Люк пробыл со мной всю ночь, но я так и не смогла заставить себя поговорить с ним. Я делала вид, что сплю, даже утром, когда он спросил: «Бекки, ты проснулась?»
Я открыла глаза, только когда он уехал принять душ и переодеться. Палата нарядная: с нежно-зелеными стенами и даже с диванчиком. Но какое мне дело до диванчиков, если моя жизнь кончена? Какая мне теперь разница, где я?
Я знаю, что удачным оказывается только один брак из трех, остальные распадаются. Кажется, так. Но я думала…
Мне казалось, мы…
Яростно смахиваю слезы. Не буду я рыдать, еще чего.
– Можно? – Дверь открывается, сестра вкатывает тележку. – Хотите позавтракать?
– Спасибо, – хрипло отзываюсь я, сажусь, а она взбивает подушки и подкладывает их мне под спину.
Съедаю только тост с чаем, чтобы не морить ребенка голодом.
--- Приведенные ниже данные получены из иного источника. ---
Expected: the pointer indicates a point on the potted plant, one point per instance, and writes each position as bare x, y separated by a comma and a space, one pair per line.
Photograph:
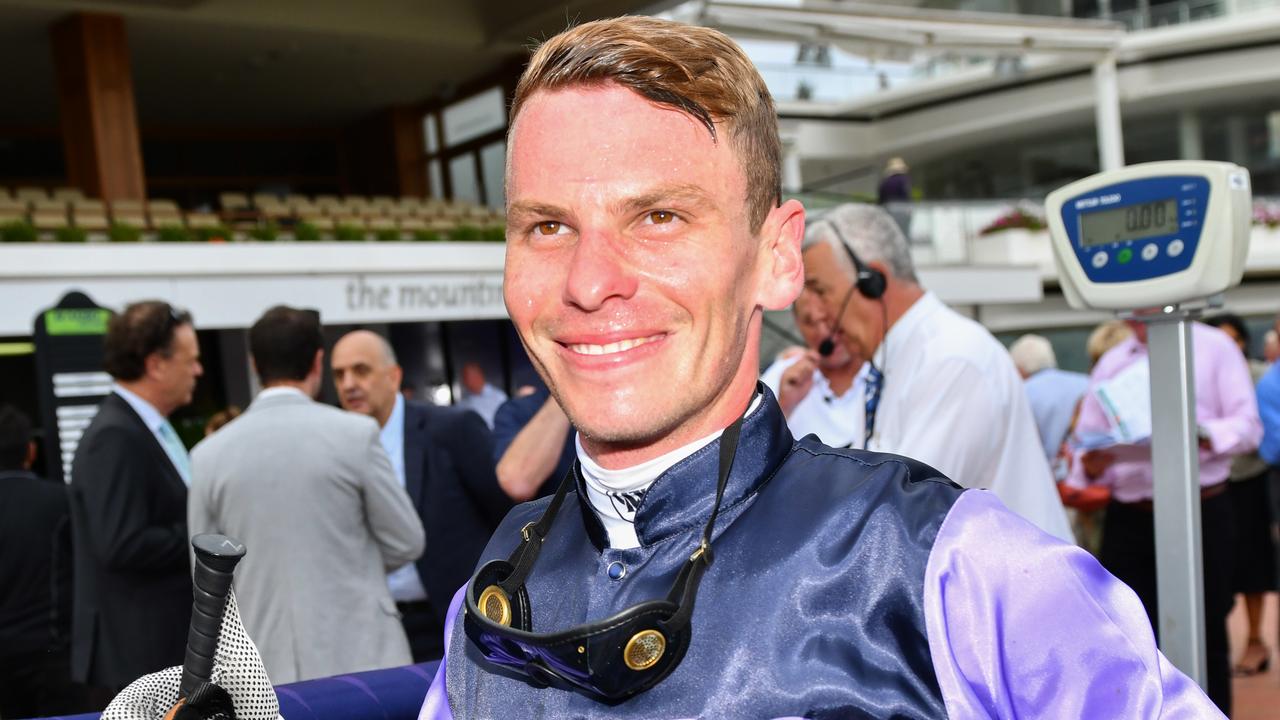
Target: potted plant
215, 233
1016, 237
306, 232
173, 233
348, 233
265, 232
71, 233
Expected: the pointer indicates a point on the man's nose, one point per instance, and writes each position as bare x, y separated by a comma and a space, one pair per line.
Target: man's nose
598, 272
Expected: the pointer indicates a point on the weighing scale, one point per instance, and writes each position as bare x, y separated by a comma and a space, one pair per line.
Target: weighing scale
1159, 242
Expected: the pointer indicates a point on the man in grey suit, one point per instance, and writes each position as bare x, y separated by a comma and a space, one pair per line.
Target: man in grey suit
311, 492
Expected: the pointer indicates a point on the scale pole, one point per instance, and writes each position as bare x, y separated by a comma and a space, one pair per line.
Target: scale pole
1175, 464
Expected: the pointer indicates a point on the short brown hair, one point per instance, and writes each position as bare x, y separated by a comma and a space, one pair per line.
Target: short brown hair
133, 335
694, 69
283, 343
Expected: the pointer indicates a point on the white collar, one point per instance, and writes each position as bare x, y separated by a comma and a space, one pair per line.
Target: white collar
274, 391
151, 418
905, 327
636, 477
396, 420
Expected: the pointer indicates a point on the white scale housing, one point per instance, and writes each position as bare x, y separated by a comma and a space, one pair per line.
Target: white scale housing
1151, 235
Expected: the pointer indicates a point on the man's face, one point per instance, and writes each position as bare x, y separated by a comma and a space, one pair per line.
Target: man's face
631, 270
365, 379
862, 324
176, 373
816, 326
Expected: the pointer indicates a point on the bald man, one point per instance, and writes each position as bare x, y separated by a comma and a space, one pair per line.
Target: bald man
443, 458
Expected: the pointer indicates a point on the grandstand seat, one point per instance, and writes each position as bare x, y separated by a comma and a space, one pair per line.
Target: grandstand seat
202, 220
233, 201
48, 206
355, 204
49, 219
274, 209
128, 213
350, 220
318, 220
68, 194
90, 217
265, 197
164, 213
31, 194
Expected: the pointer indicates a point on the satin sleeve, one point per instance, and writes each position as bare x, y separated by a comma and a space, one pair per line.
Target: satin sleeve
1024, 625
435, 706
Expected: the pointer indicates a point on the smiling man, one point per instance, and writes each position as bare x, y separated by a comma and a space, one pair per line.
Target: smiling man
699, 561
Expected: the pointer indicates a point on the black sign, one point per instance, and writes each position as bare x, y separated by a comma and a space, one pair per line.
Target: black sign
69, 374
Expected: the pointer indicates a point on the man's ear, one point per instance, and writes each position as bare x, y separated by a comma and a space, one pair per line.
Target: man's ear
781, 260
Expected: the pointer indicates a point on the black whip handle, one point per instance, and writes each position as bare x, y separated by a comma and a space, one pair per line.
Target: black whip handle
215, 563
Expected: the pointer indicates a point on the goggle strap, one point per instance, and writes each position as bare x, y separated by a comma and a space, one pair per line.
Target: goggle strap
526, 552
684, 591
728, 449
Потом изучаю свое отражение в зеркальце на крышке пудреницы. Боже, ну и страшила. Все лицо в остатках вчерашнего макияжа, волосы закурчавились от дождя. А капельница «от обезвоживания» кожу так и не освежила.
Я похожа на брошенную жену.
Смотрю в зеркало, и мне становится горько. Вот, значит, как это бывает. Выходишь замуж, думаешь, что у тебя все замечательно, а оказывается, все это время муж крутил роман на стороне и теперь уходит к другой женщине, красотке с рыжими патлами. Надо было предвидеть это с самого начала. Напрасно я успокоилась.
Этому человеку я отдала лучшие годы своей жизни, а он нашел себе игрушку поновее и отделался от меня.
Ну положим, отдала я ему всего полтора года. К тому же Венеция старше меня. Но это ничего не меняет.
У двери опять шаги, я застываю. В палату осторожно заглядывает Люк. Сразу замечаю, что под глазами у него тени, а на щеке свежий порез.
Отлично. Так ему и надо.
– Проснулась! – говорит он. – Как себя чувствуешь?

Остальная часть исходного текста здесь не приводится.